Using architectural “fitness functions” as a guide to system design

Fitness functions are used in genetic programming to assess how close a design solution is to meeting a set of aims. They are applied to iterative simulations so badly performing solutions can be removed and the output can be guided towards an optimal solution.

This is an idea that can be applied to the design of software systems. An evolutionary approach to architecture suggests that you can assess the suitability of a technical solution using objective and repeatable tests. These tests balance the need for rigor around architectural design with the need to support rapid change. You can evolve an architecture through iterative experimentation, using fitness functions to guide the way.

Identifying these tests as “fitness functions” may be stretching the evolutionary metaphor a little. You are not using functions to choose between different candidate solutions in a simulation of natural selection. You are assessing current state. The application of fitness functions has less to do with iteratively rejecting solutions and more to do with using metrics to guide future development effort.

Another problem is that it can be difficult to come up with objective and repeatable tests that measure the right things. In genetic programming a lot of investment is put into the definitions of fitness functions to make sure they correlate with design goals. Measuring the wrong thing will cause the process to converge on an inappropriate solution.

The same applies to fitness functions in an architectural setting. How do you measure architectural qualities such as coupling and cohesion? Are these even the right things to measure? In the search for meaningful metrics there is a risk that you end up groping for whatever comes conveniently to hand.

The problem with observing code

Given that code is a tangible artefact it can be tempting to define architectural fitness functions that focus on the structure of code. Test frameworks also lend themselves to creating clear, atomic tests that can be incorporated into the build process.

You can use static analysis tools such as SonarQube to provide some indication of the general complexity of code. ArchUnit goes further by allowing you to enforce code structure rules as JUnit test assertions that can be incorporated in continuous integration pipeline. This lets you define package structure, control package and class dependencies, regulate the flow between layers of an application and identify circular dependencies.

This approach is quite limited as it takes a very narrow view of the system. A full picture of architectural health needs to take different dimensions into account beyond the technical implementation. You also need to consider aspects such as performance, security, data, operability and integration, all of which can be difficult to assess through an automated test.

Another problem is that you tend to get what you measure. Fitness functions based on metrics can very quickly become perceived as targets. This encourages engineering teams to “game” them to create an impression of architectural health.
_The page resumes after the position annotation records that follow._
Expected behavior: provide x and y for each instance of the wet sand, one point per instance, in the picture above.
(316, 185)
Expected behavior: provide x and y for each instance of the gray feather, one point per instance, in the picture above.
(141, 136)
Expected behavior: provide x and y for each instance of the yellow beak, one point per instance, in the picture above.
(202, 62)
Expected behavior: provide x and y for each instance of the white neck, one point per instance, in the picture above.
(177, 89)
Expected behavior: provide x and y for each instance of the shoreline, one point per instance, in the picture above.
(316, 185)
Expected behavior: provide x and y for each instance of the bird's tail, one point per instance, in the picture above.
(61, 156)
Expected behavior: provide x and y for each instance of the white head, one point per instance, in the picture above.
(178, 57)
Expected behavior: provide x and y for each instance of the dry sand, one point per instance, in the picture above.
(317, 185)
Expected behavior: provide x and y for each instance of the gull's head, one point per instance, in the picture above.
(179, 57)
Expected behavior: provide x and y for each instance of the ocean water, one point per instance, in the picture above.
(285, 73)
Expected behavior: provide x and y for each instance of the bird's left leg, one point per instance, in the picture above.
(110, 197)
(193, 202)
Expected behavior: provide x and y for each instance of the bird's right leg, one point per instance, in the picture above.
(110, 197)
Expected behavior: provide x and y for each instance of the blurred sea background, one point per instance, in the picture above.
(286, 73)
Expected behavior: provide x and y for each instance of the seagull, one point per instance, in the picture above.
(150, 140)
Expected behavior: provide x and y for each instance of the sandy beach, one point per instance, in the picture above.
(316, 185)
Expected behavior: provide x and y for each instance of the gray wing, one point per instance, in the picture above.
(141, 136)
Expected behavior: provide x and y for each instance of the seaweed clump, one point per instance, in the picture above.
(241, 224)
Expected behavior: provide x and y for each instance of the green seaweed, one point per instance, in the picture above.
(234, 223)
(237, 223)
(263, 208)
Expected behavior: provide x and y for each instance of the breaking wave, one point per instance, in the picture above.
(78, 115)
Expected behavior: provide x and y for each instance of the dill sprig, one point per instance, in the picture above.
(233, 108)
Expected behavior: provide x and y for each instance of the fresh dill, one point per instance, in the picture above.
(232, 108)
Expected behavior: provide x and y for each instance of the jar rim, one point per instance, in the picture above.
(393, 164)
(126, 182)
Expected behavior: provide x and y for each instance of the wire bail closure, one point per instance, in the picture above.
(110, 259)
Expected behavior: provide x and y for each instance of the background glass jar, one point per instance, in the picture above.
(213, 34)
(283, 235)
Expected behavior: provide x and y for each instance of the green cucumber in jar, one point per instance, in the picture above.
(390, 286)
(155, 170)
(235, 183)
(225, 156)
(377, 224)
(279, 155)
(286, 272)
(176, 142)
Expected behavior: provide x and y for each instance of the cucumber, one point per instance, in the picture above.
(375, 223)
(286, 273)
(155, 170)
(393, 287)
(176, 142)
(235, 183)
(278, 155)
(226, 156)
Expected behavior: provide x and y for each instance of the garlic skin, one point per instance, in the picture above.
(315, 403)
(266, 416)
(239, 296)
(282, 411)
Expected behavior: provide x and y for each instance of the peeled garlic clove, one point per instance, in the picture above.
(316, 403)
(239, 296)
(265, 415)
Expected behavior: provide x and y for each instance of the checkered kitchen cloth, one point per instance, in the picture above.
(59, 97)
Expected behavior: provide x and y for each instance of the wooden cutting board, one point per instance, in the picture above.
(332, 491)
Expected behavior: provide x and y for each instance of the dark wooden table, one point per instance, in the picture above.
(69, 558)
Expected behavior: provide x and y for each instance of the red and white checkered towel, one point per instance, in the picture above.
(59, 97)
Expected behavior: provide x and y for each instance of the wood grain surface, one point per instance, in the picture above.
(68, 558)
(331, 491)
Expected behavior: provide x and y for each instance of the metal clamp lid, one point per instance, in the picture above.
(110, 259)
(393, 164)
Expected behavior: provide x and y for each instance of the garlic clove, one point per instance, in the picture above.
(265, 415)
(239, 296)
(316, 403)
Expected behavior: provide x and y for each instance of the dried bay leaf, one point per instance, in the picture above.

For example, setting a target for unit test coverage encourages developers to create meaningless wrapper tests that do little more than bump up the coverage statistics.

Focusing on what matters

Perhaps architectural fitness isn’t something that can be measured by directly observing code or design. The real proof of architectural fitness comes with derived measures that describe how the system is being used and whether it is meeting expectations.

This can include more commercially-orientated tests that reflect business priorities as much as technical implementation, i.e.

  • How long does it take to deliver a feature, from conception to release?
  • How often are deployments being made and how many of them fail?
  • How long does it take to on-board a new customer once a sale has been made?
  • How many new support incidents are being recieved?
  • How much unscheduled down-time is going on?

There can be disconnect between the more tangible technical tests and the messier real world of commercial priorities and users. It’s worth noting that discussions around fitness functions rarely mention areas such as user experience or customer satisfaction. This could be because these are often intangible concepts that are difficult to measure. They certainly cannot be implemented as an automated test or put on a dashboard. This tends to encourage an overly internal, technical focus on architectural assessment which risks losing sight of things that really matter.

Avoiding metric-driven development

Are architectural fitness functions anything more than glorified metrics? That’s not really the point. It’s the way they are used that defines them. They can provide a base for a more iterative approach to architecture, helping to direct an evolving design towards a desired set of outcomes. It’s this support for iterative experimentation that sets them apart.

This does all rather hinge on coming up with a set of functions that accurately describe the desired outcome. The risk is that you tip over into a kind of metric-driven development where priorities are distorted by a narrow set of measurable criteria.

You also need to be pragmatic in the way they are applied. There will be trade-offs and conflicts between different dimensions of a system. You also need to review functions for continued relevance. After all, as with any set of requirements, your understanding of what is important to a system will evolve as you develop it.